Where has the hope gone?

They say that the artists reflect an era better than the historians.  At least they should say that, because I just said it.  So there.  Anyway, even if it doesn’t hold true I was musing recently about the state of Sci-Fi, a genre that I enjoy.

Take a look at some books from the 1950s and sci-fi was full of rocketships, aliens, science and mostly things that wouldn’t really work (robots that iron your clothes, anyone?).  Some things were guessed at correctly, such as satellites and mobile phones. Others were complete junk and most likely will be forever – such as pills that turn into food, warping through space, and peaceful societies.

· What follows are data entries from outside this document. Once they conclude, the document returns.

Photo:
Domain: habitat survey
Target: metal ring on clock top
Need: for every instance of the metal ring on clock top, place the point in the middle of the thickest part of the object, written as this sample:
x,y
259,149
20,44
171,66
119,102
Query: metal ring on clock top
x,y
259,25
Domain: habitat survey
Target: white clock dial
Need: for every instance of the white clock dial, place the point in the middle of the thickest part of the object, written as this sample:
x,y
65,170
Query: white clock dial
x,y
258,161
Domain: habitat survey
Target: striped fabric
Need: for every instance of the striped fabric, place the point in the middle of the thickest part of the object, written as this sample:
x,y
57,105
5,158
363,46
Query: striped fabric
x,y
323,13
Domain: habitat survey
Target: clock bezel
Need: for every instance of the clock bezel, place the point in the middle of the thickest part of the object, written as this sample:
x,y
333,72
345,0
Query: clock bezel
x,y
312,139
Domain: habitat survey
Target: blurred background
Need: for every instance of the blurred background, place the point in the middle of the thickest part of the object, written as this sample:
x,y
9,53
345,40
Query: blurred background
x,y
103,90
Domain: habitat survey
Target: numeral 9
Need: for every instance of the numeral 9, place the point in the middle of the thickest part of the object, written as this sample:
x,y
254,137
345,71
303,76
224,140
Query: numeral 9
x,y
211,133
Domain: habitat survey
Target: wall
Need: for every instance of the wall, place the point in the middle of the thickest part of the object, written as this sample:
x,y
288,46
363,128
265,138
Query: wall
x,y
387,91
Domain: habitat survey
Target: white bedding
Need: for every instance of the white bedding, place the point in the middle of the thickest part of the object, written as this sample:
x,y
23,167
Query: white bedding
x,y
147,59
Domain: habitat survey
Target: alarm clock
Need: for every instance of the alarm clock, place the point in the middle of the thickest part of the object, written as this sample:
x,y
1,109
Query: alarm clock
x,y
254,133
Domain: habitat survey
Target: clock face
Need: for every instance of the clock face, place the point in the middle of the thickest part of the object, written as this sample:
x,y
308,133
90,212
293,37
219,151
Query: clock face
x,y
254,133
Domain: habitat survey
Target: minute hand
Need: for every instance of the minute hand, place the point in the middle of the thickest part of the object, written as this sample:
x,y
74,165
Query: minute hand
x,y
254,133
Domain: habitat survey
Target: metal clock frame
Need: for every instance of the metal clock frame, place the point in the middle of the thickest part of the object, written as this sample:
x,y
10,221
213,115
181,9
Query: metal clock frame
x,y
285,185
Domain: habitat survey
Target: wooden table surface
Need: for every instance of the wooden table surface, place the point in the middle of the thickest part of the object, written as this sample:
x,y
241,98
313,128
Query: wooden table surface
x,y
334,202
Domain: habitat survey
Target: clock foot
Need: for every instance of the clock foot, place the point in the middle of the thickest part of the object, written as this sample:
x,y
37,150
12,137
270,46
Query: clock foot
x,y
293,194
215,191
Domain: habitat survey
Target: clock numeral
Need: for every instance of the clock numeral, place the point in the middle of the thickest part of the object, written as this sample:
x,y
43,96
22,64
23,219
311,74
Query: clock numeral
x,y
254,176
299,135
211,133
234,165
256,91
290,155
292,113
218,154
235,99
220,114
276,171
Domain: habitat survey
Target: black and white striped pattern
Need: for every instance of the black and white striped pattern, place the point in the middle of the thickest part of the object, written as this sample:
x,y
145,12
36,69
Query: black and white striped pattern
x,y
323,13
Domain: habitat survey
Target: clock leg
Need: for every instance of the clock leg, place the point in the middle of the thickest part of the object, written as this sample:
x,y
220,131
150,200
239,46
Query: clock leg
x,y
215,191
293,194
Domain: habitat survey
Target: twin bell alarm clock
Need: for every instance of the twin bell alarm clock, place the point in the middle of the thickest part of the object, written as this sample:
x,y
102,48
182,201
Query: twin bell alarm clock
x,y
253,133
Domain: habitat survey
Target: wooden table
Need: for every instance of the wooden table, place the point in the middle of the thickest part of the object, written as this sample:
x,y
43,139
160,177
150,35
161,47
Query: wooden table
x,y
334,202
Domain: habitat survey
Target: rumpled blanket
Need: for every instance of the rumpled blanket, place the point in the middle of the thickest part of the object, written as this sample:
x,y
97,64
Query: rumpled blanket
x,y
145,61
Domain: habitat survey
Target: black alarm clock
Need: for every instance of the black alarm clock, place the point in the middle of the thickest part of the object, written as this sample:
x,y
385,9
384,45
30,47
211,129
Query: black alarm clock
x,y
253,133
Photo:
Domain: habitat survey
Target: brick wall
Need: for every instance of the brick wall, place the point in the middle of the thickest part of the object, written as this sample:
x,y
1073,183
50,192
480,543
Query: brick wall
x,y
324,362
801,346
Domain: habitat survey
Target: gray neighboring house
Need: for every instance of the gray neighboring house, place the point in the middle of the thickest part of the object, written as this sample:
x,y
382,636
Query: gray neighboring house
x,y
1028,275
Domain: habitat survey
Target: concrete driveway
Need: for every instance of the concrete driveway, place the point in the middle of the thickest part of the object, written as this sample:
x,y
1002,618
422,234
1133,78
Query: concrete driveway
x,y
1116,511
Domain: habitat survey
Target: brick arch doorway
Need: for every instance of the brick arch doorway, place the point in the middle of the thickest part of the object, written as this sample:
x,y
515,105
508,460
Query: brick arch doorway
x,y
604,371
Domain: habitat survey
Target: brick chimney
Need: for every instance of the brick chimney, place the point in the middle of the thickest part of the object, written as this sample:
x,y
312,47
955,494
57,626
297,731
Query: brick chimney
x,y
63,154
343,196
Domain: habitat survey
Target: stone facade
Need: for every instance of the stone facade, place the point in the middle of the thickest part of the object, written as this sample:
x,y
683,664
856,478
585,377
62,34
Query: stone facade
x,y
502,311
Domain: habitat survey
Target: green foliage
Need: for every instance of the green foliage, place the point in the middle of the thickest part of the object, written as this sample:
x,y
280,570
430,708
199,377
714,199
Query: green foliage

But what fascinates me the most is how the general tone of sci-fi movies has turned from the (sometimes) hopeful futures and admiration of science into horror, alien infestations, and general unease about the advances of science.  Now, I’m no lover of scientism and think that “-isms, -anities, and -ologies” get worshiped too much rather than the actual and individual (oh Plato, put your shadows back in the cave) but the whole swing from “science will save us” through to “science infested my bowl of cereal with these GMO parasites” thing is silly.  I’ve been browsing some online services such as Wuaki, blinkbox and Netflix trying to find some sci-fi that tells a good story rather than relying on the whiz-bang effects.  Things like Cloud Atlas at least tried to do something different, although I thought the book was more explicit what was happening so ‘got it’ quicker.  But why so much darned horror sci-fi?

Well done to those directors who have taken some PK Dick themes and turned them into good scripts though.  The madness of We Can Remember It For You Wholesale would never go well in a movie, so the various efforts by Arnie and co and later directors doing the whole Total Recall movies was great – so what if it wasn’t like the book!  I guess that I like the non-messianic movies best, those that either bring an everyman into a momentous event and get them through without invoking hidden powers or other nonsense, or those that take something classic such as The Tempest and re-dress it with sci-fi bling.  I’m off to watch a Russian movie from one of the Strugatsky brother’s books and hoping someone does another good Roadside Picnic one day.  Stalker isn’t bad, just a bit old.